How much does a famed artist owe their fans on social media and what bandwagons should they be jumping on?
Chan Marshall AKA singer-songwriter Cat Power posted a picture on Thursday on her Instagram feed (Warning: Image may be graphic) from user @justtowatch that shows apparently self-inflicted wounds. Marshall engaged with fans in the comment section who were calling for her to remove the picture. Marshall is no stranger to mental health issues. In 2012 she was hospitalized after admitting to having an alcohol problem. She documented her stay at Mt. Sinai hospital on her social media as well.Far too many teens suffering from mental illness take to social media seeking for help. Instagram and Tumblr are littered with teens posting pictures similar to @justtowatch’s. Many times comment sections are filled with support, but other times trolls bagger the troubled teens into suicide.

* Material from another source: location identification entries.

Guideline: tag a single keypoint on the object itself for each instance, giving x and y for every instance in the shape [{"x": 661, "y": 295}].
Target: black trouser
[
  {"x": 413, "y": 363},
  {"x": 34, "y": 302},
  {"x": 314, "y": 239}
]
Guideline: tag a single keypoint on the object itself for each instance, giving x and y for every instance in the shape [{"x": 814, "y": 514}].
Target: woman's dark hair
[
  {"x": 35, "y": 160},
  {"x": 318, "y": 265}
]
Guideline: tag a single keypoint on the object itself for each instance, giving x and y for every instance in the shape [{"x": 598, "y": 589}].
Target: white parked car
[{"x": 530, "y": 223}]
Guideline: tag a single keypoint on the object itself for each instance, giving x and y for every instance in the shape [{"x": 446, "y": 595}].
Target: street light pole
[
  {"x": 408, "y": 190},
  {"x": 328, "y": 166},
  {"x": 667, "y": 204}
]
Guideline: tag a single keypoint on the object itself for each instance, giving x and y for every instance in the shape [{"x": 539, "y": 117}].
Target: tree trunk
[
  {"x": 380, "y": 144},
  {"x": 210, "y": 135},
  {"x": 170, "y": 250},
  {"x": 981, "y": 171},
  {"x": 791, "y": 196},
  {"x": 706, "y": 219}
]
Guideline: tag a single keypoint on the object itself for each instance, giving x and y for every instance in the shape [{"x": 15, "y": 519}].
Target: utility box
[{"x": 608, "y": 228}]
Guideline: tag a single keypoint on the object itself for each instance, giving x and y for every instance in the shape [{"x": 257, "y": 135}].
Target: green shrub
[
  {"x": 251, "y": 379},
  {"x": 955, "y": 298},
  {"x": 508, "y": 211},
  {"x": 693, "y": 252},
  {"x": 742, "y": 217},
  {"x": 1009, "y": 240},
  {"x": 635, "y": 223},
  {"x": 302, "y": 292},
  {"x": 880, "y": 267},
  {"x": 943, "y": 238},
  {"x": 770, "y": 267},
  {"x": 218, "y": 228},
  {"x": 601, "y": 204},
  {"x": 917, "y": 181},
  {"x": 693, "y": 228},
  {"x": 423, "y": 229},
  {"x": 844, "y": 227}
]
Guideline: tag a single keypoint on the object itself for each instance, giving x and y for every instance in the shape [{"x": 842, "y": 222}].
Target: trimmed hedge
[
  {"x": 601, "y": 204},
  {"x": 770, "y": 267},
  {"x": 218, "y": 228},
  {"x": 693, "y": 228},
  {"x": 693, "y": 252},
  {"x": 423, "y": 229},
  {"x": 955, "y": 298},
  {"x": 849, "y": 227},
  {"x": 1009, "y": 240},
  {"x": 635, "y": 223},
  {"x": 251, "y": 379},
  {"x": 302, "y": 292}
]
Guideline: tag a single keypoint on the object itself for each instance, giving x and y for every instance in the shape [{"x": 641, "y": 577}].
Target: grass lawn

Marshall’s reposting of the picture admittedly comes from a good place but might be a bit misguided. She seems to be looking for support herself. She wrote @justtowatch a hastily written message in the comments: “I found u searching some pain I been going through, past few months & I searched #fakefriends while feeling pain of loss, of trust & camaraderie… and I discovered you. I lnow [sic] i don’t know you & neither do my followers & I know you don’t know me, but I wanted to reach to you.”
But the graphic nature of the picture caused outrage among many in the comments. @frankiebartram summed up many fan’s calls for the picture to be removed: “I completely understand and agree with everything you’re saying and what you said to her was very admirable and kind, i just found the image that came with it too graphic and so could cause problems for other people.”
Marshall replied: “u are correct. I will direct message her. I just thought maybe the seeking of attention may give her the platform for others to reach out to her. We all need support & most of us who grew up without it, but who came out of it, look at social media differently than most… We look at it as a wider tool.”
She then said she would take the picture down, only to received support from others urging her to leave the picture up.
@lilkayne wrote: “we see where you were coming from chan dw lots of love to all those out there struggling, you are strong & will survive.”
Where is the line between help and self righteousness? Ever since Marshall’s 2012 hospitalization, her social media presence has been full of political fervor over a number of causes. At the height of the unrest in Ferguson, she even bought a ticket Missouri and joined the protesters. But the posting of a fan’s self-mutilation picture feels more like a cry for help and less like a cause célèbre. It’s Marshall herself saying, “this is how I feel, too” not “we should help people that do this.”
Like the original poster of the picture, Marshall is seeking the same kind of attention, but instead of posting a graphic picture herself, she is perhaps using @justtowatch’s display to elicit a similar response by proxy. The singer admits she’s been searching the hastag #fakefriends, alluding to some sort of unnamed personal frustrations.
But does the troubled singer have an obligation to due diligence before she out-of-the-blue reposts something as evocative and possibly triggering as a cutting picture? If she did want to draw attention to an issue, there are better likely ways to go about it.
As of publication time the picture has not been removed and @justtowatch’s profile has been taken down.
The mutilation picture has almost 400 likes.